Indonesia - Precarious work the new norm (2012)

According to the National Solidarity Committee (KSN), many Indonesian workers were forced to work in exploitative working conditions since most of them were contract-based with no social protection and job security. The number of permanent workers in the formal labour force fell from 67% in 2005 to only 35% in 2011. The government allows businesses to outsource or recruit workers on a contract basis to lure foreign investments.

Trade unions are waging a campaign to revise Labour Law 13/2003 to improve regulation of contract and agency labour. Precarious work is particularly acute in the nation’s numerous export processing zones (EPZs). It is estimated that 98% of workers in the EPZs on the island of Batam (home to 25 EPZs hosting 800 multinationals – mostly electronic manufacturing) are on contract or agency work. Some workers describe working on repeated three month contracts, then working for an agency and then brought back on a new short term contract – all to avoid workers from ever becoming permanent workers (workers employed for three years at the same company are entitled to permanent work). Workers face low wages (USD100 per month), long hours and in hazardous working conditions.
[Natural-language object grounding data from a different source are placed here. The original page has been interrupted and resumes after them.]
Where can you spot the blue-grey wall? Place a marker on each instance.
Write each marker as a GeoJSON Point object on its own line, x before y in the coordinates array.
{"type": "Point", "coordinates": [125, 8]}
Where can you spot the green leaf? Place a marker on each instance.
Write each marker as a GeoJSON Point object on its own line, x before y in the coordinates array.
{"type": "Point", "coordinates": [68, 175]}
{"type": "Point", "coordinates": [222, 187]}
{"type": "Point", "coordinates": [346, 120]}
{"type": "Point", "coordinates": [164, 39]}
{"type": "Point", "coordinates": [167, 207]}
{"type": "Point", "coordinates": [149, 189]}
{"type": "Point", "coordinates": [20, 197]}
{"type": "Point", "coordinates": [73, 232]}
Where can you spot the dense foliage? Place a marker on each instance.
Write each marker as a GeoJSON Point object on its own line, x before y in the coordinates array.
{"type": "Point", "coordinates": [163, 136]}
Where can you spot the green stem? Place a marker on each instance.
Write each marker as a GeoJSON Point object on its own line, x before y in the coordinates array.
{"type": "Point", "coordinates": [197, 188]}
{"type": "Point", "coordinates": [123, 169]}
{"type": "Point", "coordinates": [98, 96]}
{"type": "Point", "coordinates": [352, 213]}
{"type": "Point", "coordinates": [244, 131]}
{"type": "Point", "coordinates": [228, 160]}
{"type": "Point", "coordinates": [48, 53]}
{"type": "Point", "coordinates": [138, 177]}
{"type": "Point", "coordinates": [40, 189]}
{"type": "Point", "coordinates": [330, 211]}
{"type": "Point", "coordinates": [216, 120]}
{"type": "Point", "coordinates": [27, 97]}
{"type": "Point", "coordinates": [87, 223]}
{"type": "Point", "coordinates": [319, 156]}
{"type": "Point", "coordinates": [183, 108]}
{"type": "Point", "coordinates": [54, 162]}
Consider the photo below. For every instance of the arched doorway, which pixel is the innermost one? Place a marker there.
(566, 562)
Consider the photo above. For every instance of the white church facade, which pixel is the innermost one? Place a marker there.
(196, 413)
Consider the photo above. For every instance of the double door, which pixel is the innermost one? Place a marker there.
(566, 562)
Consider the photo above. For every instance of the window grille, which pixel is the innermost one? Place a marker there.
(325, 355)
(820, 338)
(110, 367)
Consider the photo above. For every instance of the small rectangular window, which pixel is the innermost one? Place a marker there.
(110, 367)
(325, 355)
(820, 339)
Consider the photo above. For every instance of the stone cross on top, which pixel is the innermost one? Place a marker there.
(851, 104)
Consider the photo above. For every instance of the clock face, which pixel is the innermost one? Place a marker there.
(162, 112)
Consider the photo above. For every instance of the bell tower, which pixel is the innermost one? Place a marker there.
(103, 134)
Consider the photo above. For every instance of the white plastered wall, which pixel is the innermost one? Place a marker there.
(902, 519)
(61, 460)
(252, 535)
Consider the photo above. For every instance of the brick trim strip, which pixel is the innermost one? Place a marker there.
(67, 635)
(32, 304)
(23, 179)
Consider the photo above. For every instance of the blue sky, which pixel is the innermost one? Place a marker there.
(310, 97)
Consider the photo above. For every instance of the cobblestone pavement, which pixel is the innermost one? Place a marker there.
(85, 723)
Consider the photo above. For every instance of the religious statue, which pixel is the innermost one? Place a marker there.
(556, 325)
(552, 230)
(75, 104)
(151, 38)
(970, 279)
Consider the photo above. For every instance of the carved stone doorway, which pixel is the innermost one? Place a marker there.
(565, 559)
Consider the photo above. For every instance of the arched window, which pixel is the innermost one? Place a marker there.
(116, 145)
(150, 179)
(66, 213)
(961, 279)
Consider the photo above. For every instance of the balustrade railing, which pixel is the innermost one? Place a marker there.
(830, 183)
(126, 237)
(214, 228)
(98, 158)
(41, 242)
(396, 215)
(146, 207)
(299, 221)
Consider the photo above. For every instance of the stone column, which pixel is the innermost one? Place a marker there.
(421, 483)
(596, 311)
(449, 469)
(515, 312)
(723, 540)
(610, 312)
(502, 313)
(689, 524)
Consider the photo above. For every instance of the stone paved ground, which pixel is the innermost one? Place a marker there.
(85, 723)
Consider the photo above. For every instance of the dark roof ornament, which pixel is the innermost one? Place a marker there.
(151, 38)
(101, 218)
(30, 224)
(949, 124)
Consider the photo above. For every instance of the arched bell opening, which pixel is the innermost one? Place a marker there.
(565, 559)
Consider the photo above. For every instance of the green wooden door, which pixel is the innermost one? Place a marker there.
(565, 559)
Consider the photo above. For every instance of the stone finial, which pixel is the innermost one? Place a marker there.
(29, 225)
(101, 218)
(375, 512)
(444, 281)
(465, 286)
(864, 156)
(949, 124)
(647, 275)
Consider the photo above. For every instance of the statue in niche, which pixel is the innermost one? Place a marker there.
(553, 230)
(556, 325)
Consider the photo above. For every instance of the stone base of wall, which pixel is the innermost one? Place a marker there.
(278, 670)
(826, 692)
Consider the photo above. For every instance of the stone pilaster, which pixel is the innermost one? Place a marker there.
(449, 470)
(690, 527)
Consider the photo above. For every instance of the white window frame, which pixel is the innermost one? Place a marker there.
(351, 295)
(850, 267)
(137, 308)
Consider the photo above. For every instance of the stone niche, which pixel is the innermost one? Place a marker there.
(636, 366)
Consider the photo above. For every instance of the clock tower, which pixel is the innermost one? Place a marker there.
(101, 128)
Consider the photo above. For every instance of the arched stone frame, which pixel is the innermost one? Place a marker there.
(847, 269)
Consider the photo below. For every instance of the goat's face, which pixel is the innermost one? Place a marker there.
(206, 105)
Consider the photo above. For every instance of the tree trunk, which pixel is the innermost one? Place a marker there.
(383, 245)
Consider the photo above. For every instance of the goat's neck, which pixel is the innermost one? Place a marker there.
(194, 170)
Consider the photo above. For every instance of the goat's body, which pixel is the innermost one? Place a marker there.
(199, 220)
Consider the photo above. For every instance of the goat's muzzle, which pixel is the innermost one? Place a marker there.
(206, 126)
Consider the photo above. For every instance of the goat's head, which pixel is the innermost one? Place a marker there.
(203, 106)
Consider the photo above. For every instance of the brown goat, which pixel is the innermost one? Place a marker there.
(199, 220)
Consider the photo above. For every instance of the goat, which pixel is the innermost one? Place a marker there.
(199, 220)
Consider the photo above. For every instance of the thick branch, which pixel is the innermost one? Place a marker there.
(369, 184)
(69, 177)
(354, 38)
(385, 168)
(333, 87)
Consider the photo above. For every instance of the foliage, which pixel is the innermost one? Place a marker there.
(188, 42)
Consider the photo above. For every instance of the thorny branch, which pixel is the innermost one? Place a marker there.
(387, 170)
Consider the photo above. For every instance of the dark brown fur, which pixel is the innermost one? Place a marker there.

On May Day and other times during the year, Indonesia’s union members pressed the government to end contract labour and to implement the national social security system (SJSN). The workers’ demands found unusual support when Indonesia’s highest court found the country’s President, Vice President, Head of Parliament and eight Ministers guilty of not implementing the law on Social Security (UU SJSN and RUU BPJS). The Court ordered the defendants to implement the Social Security law through the introduction of regulations for the formation of a National Social Security System.